A lengthy line of diners waited to eat: retirees, families, women from a group home, students, staff from the University of Minnesota-Morris.
Six times a year, Morris offers a free community meal. It’s a way to bring people together for conversation. But increasingly, it tides people over to their next meal.
In a study presented during a food forum on Monday, university researchers found that many Morris residents and their neighbors in a five-county area in west-central Minnesota skimp by on food: They are unable to afford adequate or balanced meals, have skipped or cut meals, not eaten for entire days, and in some cases lost weight because they didn’t have food. Still others said they worried about being able to afford enough food in coming months.
Speakers at the forum laid the problem squarely on the doorstep of modern agriculture.
“Our system incentivizes two crops: corn and beans,” said Scott DeMuth, regional foods system organizer with the Land Stewardship Project, which helped organize the forum. “You gotta go bigger, or you gotta get out.”

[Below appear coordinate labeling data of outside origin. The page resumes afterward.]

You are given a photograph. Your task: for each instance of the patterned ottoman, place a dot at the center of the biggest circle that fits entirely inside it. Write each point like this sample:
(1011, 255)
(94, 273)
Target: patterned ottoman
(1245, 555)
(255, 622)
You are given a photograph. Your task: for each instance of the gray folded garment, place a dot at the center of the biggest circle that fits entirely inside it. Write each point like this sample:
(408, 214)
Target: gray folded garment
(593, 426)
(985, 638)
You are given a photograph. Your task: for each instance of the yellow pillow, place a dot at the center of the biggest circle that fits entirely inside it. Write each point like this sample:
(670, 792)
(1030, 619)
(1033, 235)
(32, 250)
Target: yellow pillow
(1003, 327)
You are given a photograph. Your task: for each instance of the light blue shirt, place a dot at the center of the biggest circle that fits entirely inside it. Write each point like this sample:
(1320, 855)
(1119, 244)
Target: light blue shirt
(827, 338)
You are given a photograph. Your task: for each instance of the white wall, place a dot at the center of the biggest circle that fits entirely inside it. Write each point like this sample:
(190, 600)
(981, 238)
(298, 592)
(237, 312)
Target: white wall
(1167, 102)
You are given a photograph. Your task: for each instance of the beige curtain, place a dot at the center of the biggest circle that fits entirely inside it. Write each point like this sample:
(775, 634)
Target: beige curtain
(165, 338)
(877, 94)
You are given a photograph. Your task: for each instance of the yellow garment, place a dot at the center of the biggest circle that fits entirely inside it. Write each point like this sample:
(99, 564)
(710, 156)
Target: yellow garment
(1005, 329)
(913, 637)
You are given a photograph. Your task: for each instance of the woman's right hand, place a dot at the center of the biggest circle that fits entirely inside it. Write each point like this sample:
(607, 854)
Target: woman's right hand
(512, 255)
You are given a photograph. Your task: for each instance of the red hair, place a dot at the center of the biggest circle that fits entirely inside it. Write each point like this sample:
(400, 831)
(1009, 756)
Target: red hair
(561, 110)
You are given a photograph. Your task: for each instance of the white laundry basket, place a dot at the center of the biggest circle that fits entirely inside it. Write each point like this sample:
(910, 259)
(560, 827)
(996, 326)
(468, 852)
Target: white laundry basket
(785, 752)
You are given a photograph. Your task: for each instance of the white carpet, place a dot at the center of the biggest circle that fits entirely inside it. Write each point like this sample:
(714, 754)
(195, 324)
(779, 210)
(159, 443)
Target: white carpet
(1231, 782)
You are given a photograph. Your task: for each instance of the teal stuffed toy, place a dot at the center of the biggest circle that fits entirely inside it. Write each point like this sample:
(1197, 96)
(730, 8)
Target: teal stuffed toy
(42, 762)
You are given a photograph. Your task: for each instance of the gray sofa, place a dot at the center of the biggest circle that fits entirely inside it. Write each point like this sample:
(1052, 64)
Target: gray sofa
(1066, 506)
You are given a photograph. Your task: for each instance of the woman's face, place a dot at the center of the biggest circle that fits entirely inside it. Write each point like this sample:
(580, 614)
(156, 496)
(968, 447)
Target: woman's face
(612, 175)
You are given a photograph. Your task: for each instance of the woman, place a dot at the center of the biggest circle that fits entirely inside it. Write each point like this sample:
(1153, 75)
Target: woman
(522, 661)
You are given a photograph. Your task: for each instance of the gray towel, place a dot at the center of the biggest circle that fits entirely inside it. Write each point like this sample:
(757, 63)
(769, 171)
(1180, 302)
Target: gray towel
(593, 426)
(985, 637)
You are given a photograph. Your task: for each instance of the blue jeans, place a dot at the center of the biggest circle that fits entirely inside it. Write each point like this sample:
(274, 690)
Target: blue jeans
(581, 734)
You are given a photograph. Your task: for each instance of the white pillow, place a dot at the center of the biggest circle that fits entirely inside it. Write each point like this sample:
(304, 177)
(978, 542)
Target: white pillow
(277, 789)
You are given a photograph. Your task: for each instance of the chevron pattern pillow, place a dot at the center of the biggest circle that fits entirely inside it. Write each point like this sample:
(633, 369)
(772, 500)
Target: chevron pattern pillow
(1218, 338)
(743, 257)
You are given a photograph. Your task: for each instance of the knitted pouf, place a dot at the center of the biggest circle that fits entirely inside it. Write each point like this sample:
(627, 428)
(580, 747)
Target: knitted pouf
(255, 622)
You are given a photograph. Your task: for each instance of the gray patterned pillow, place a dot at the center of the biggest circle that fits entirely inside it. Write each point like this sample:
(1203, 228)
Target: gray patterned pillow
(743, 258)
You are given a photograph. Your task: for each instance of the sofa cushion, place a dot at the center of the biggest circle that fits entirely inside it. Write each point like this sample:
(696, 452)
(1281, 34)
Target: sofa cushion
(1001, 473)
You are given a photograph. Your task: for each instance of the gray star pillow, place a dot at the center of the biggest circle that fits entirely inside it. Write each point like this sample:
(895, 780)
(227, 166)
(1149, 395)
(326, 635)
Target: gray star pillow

In the modern system, farms consolidate, leaving fewer farms, fewer people, and fewer kids in school. Long gone are the days farmers grew for their own communities. Now, most of the bounty of those five agricultural counties is trucked away to become animal feed or ethanol. Tens of thousands of beef cattle, hundreds of thousands of hogs and pigs, the milk from tens of thousands of dairy cows enters massive processing centers designed to serve the needs of millions of people, not thousands. When the food returns in packages of ground beef or cartons of milk, or when it arrives via a shaky global food supply chain, it is increasingly unaffordable.
These five counties — Douglas, Grant, Pope, Stevens and Traverse — encompass 3,135 square miles, about the size of the seven-county Twin Cities metropolitan area. But the region is home to a fraction of the population, only 71,000 people.